DHA, a member of the Omega-3 family of essential fatty acids, is 22 carbons long and has 6 double bonds with the n-3 configuration. In neuronal membranes, DHA accumulates in membrane phospholipids, particularly in aminophospholipids, phosphatidylethanolamine (PE), phosphatidylinositol (PI) and Phosphatidylserine (PS). DHA plays an important role in neuronal survival by modulating PS levels and by stimulating Neuroprotectin-D1 (NPD1) synthesis. The increase of PS concentration by DHA promotes the interaction of the PH domain of Akt with the plasma membrane, facilitating translocation and phosphorylation of Akt. Membrane translocation is an event that is a prerequisite for the full activation of Akt by enabling successive phosphorylation of Akt at Thr-308 and Ser-473 by PDK-1 in a PI3K- and PIP3-dependent manner. As the cascade continues, Akt phosphorylates and inactivates both α and β cytosolic forms of GSK3, pro-apoptotic regulators such as BAD, translation regulators such as mTOR, as well as the transcription factor FKHR.Inactivation of BAD results in inhibition of caspases and activation of anti-apoptotic regulators such as Bcl2 and BclXl, which ultimately promotes cell survival. Akt also inactivates Caspase9 and leads to cell survival. Insulin promotes Akt activation and causes upregulation of insulin degrading enzyme (IDE), a metalloprotease responsible for insulin degradation, presumably as a negative feedback control mechanism. IDE not only plays a major role in insulin catabolism, but also mediates degradation of A-β, which is a major activator of apoptosis. The capacity to concentrate membrane PS by DHA is an important determinant for modulating survival signaling. Significant neurological deficits have been observed in n-3 fatty acid deficiency.

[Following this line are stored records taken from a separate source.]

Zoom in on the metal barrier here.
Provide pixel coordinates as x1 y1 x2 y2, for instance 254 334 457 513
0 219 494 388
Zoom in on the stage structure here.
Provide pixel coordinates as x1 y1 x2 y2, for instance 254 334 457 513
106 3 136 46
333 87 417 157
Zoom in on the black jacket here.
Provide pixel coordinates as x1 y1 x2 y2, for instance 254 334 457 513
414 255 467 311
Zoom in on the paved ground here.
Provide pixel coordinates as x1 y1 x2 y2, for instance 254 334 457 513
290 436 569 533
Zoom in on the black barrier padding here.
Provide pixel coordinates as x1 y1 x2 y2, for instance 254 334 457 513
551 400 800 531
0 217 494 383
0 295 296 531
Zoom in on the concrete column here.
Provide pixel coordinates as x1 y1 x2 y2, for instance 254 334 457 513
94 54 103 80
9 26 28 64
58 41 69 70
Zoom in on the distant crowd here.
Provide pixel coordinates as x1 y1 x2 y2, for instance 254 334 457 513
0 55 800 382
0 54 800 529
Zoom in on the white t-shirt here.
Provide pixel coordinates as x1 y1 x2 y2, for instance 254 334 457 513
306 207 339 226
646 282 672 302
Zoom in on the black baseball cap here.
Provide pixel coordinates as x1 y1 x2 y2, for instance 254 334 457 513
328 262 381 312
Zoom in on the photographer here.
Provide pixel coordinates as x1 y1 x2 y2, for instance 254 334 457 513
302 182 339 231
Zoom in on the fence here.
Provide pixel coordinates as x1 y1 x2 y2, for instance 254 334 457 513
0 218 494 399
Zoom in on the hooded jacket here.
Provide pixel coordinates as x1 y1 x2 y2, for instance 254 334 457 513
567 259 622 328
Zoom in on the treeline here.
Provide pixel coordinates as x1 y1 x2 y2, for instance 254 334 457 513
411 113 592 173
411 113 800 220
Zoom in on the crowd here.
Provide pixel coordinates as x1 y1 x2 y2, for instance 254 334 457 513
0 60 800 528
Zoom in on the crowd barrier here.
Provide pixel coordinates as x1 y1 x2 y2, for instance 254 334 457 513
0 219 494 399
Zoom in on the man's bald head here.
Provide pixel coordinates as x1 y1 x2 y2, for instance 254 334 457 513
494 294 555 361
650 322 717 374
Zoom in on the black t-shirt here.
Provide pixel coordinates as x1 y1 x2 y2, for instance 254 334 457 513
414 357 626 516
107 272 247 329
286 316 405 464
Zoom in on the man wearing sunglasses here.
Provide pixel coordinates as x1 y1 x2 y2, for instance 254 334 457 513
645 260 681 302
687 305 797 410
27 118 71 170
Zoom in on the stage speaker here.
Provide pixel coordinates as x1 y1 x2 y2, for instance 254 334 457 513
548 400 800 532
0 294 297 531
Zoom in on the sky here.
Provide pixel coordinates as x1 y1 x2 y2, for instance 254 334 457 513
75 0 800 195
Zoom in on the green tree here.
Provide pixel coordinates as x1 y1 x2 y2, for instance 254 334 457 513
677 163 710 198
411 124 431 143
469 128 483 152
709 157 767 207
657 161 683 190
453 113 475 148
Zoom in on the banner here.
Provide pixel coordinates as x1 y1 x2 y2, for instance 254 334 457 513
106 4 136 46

Besides regulating the PS level in the membrane, DHA also stimulates NPD1 formation and is required for maintaining functional integrity of the retinal pigment epithelium. PLA2 activated by growth factor receptors such as PEDFR cleave specific DHA phospholipids, leading to the synthesis of NPD1. Formation of NPD1 from DHA occurs via intermediates like 17S-HpDHA and 16S,17S-DHA epoxide, which is catalyzed by 15-LOX.
NPD1 inhibits oxidative-stress-mediated proinflammatory gene induction and apoptosis, and consequently promotes RPE cell survival. NPD1 has differential effects on the expression of Bcl2 family proteins, upregulating protective Bcl2 proteins and attenuating the expression of BAX, BAD, BID and BIK. In summary, DHA deprivation results in neurological defects, primarily in the memory, visual and sensory systems.